Response by poster: Just to clarify, when I say "qualitative research" I mean research that isn't numbers-driven/statistics-based. This might include textual analysis of visual media, interviews, participant observation, documents, etc.

A lot of these ideas are fantastic ones to keep in mind for when I'm teaching a general research methods course, though! And Retraction Watch is super interesting, as well. Thanks, all!
posted by amyshmamy at 12:58 PM on April 10, 2020 [2 favorites]


Why not make it a student exercise? For one of the first classes they each have to bring an article they think is bad and talk about why.

I'm an academic librarian, and I do not think this would be a good exercise. If you, as a professor and expert in your field, do not know how to identify articles with bad methods without crawling through tons of literature, how do you expect your students to do that? They won't know what databases to use and what articles to read. What is bad in this context? A bad study is often quite subtle. I appreciate the sentiment here. I think it would be a far better exercise to give them a few examples and ask them to point out flaws.

A few ways to find those flaws: ask other professors in your field for suggestions; find examples of unethical studies; talk to your subject librarian.
posted by bluedaisy at 3:05 PM on April 10, 2020 [7 favorites]


Going purely on citations is unlikely to work in sociology, since I cite bad work with bad conclusions all the time in order to discuss why it was bad.

I would start by narrowing the field significantly. I can give you examples from my very specific slice of sociology - evolutionary psychologists hypothesizing sexual inclinations based on reading habits, or the survey about fast food and class that appeared to be 'poor people are dumb' until they actually did some proper qual analysis and found that fast food was a way for poor parents to say yes to happiness. So narrow down to one little segment, then go gossip/grar hunting. It's not always based on poor research but it can be and will be picked apart for it.

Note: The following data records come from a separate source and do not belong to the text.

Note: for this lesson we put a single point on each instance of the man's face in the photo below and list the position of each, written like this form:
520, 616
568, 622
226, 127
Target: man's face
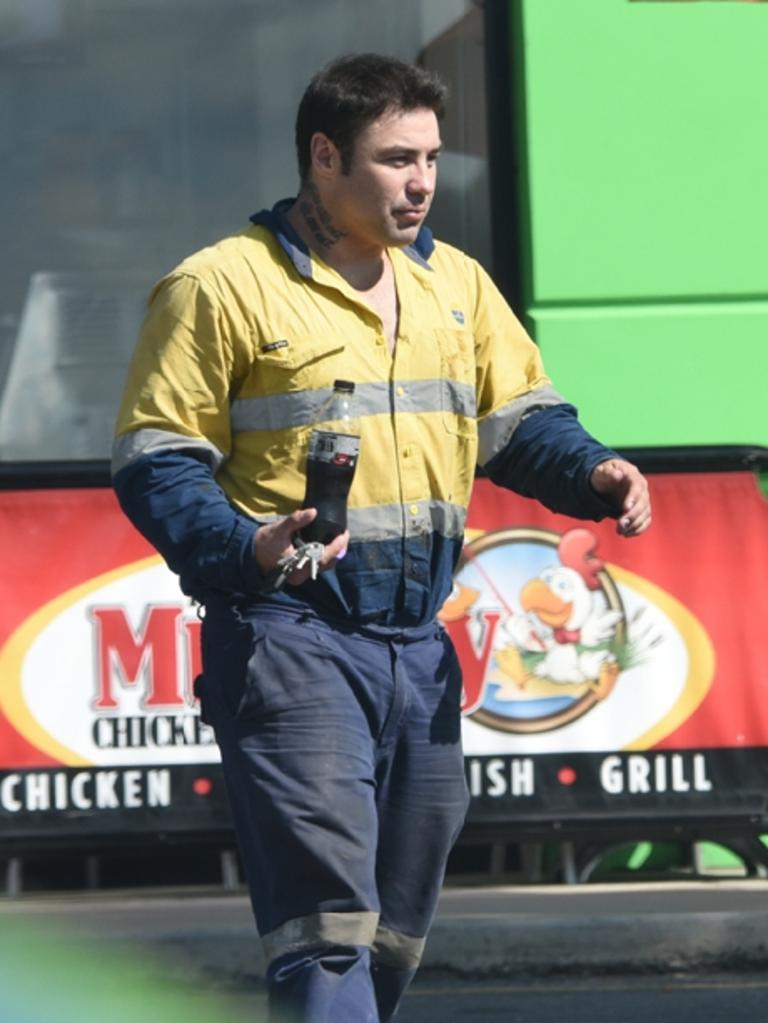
386, 195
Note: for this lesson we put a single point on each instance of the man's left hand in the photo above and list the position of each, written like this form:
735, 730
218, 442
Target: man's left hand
623, 485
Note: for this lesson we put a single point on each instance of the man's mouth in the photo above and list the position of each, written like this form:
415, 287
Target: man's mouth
411, 214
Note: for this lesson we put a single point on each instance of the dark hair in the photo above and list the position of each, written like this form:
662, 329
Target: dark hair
353, 91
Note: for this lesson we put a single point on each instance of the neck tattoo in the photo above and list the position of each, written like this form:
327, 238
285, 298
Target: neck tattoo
317, 218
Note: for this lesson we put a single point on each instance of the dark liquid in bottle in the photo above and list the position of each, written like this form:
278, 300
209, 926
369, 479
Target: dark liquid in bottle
330, 469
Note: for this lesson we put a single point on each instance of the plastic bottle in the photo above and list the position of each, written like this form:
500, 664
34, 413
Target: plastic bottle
331, 461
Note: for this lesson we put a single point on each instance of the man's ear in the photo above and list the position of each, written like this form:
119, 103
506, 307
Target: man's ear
324, 157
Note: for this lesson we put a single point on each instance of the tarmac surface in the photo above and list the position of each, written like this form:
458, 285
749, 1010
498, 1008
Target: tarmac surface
500, 932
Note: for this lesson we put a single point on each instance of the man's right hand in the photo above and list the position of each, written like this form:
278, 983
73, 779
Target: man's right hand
275, 541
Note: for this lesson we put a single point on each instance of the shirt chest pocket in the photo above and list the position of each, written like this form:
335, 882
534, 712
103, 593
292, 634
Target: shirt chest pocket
282, 389
282, 367
457, 381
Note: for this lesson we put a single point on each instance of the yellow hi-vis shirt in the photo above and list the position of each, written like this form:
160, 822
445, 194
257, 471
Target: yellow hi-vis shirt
240, 348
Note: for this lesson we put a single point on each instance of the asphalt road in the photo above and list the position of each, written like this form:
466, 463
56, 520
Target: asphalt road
717, 999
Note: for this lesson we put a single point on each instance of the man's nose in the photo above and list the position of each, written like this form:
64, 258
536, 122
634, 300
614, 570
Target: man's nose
422, 180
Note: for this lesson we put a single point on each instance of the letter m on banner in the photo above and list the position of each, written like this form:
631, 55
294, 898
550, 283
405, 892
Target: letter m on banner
148, 656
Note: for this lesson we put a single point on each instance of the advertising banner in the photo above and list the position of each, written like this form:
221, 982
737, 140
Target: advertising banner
617, 679
604, 678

(Honorable mention: the throwaway line describing lesbian erasure by assuming lesbians couldn't be fans of a male actor because the group name mentioned sex hormones)
posted by geek anachronism at 3:18 PM on April 10, 2020


Fairly recently a group of philosophy professors intentionally submitted a series of fake studies (I think at least one may have been qualitative?). Although this may not be a good example of a bad qual study this statement hoax did bring up some interesting questions about “soft” social science type research and quality.

https://www.google.com/amp/s/www.nytimes.com/2018/10/04/arts/academic-journals-hoax.amp.html

I took a grad level qualitative research course recently and I was struck by differing ideologies around the idea of “rigor” in the field. I can’t find the specific paper that was used as an example but we read a phenomonological interview of a single woman who did sex work - n of 1 obviously is almost never considered rigorous in quant fields but depending on the purpose of the qual study may be totally reasonable. We had a very engaging discussion about whether this particular qual study could ever be considered high-quality.
posted by forkisbetter at 3:31 PM on April 10, 2020


The Stanford Prison Experiment was a research project in social psychology rather than sociology, but there are plenty of scholars who argue that the methodology was terrible. Example: Why Zimbardo’s Prison Experiment Isn’t in My Textbook
posted by obscure simpsons reference at 10:57 AM on April 11, 2020


Might the Behind the Headlines feature at NHS provide any good examples?
posted by kristi at 5:17 PM on April 11, 2020 [1 favorite]


Something I don't see recommended above: find a good systematic review of qualitative studies that does quality scoring as part of their review process, and pull the lowest-scoring studies cited. For example, Attree (2004), in a review of qualitative evidence on children’s accounts of growing up in disadvantage, graded papers on a scale from A to D. Papers graded D were excluded, so those would be likely to be good examples of poor-quality papers.

You may also find it useful to look at/introduce your students to some of the quality scoring metrics.